En Écosse, Humza Yousaf, immigré d’origine pakistanaise que le parti indépendantiste de gauche radicale avait désigné premier ministre, a redécouvert son pays d’origine suite aux manifestations contre la submersion migratoire au Royaume-Uni. Celui qui dénonçait avec virulence l’Écosse comme trop blanche veut désormais rejoindre sa véritable patrie.
L’ancien premier ministre Humza Yousaf a déclaré qu’il pourrait quitter l’Écosse et l’Europe avec sa famille en raison des émeutes qui se poursuivent au Royaume-Uni et de la montée de l’« islamophobie » dans le pays. Il a critiqué ouvertement les violences qui ont éclaté en Angleterre et au Pays de Galles.
Le leader déchu du SNP a récemment accueilli un troisième enfant avec sa femme Nadia El-Nakla, mais il a fait part de ses craintes concernant les troubles croissants qui ne se sont pas encore propagés au nord de la frontière.
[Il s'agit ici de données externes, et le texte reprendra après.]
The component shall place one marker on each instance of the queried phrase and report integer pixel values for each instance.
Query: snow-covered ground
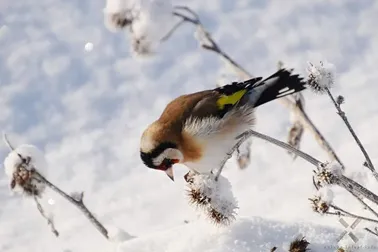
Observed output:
(86, 105)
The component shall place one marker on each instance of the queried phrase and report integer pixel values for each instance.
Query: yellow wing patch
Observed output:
(230, 99)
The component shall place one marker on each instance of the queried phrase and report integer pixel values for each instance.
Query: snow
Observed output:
(321, 75)
(86, 111)
(150, 21)
(37, 162)
(247, 234)
(216, 198)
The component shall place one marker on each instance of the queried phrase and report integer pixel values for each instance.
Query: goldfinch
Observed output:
(198, 129)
Né en Écosse de parents pakistanais, il est devenu l’année dernière la première personne de couleur à diriger le gouvernement écossais.
M. Yousaf a été interviewé dans le cadre de l’émission Newsagents Podcast, où il a laissé entendre qu’il pourrait être amené à déménager au Pakistan pour s’éloigner de l’« horrible » discours anti-migrants en vigueur au Royaume-Uni.
Il a déclaré : « Je suis né en Écosse, j’ai été élevé en Écosse… j’ai fait mes études en Écosse, je viens d’accueillir mon troisième enfant en Écosse, j’ai été chef du gouvernement écossais pendant un peu plus d’un an, chef du parti national écossais… je suis aussi écossais qu’ils le sont.
« Mais la vérité, c’est que je ne sais pas si mon avenir, celui de ma femme et de mes trois enfants se déroulera ici, en Écosse, au Royaume-Uni ou même en Europe et en Occident, car je suis très inquiet depuis un certain temps de la montée de l’islamophobie… de la montée de l’extrême droite motivée par l’islamophobie en Europe, au Royaume-Uni et en Occident.
« On assiste aujourd’hui à l’aboutissement non pas d’années, mais de décennies de discours anti-migrants et anti-musulmans normalisés, qui se manifestent aujourd’hui de la manière la plus horrible et la plus violente qui soit. Cela m’amène à me demander si ma famille a sa place ici au Royaume-Uni ou non.
« Et d’ailleurs, je ne suis pas le seul. J’ai reçu des centaines de messages de la communauté musulmane disant exactement la même chose ».
Mais aujourd’hui, il pense que « ce n’était pas une suggestion si ridicule ». Il a ajouté : « Je ne sais pas où j’irais, l’Écosse est le pays que j’aime, et le Royaume-Uni, au fil des décennies, a une histoire compliquée en matière de race, comme beaucoup de pays, mais il a en fait une histoire assez positive à raconter sur le multiculturalisme ».
L’ancien premier ministre a déjà demandé l’intervention de l’armée en raison de l’escalade des émeutes en Angleterre et en Irlande du Nord, et a qualifié les combats de Rotherham de « pogrom » contre les musulmans. Il a également reproché aux hommes politiques de tous bords de « normaliser les émeutes d’extrême droite ».
Yousaf n’a pas évoqué les nombreuses affaires impliquant des gangs de Pakistanais qui, pendant des années, ont kidnappé et violé des milliers d’enfants britanniques, y compris à Rotterdam.

Humza Yousaf faisant une prière islamique au siège du gouvernement écossais
On constate en tout cas que cet « Écossais » dispose d’un second pays, le Pakistan, ce qui n’est pas le cas des descendants de William Wallace. Le mythe antiraciste a vécu.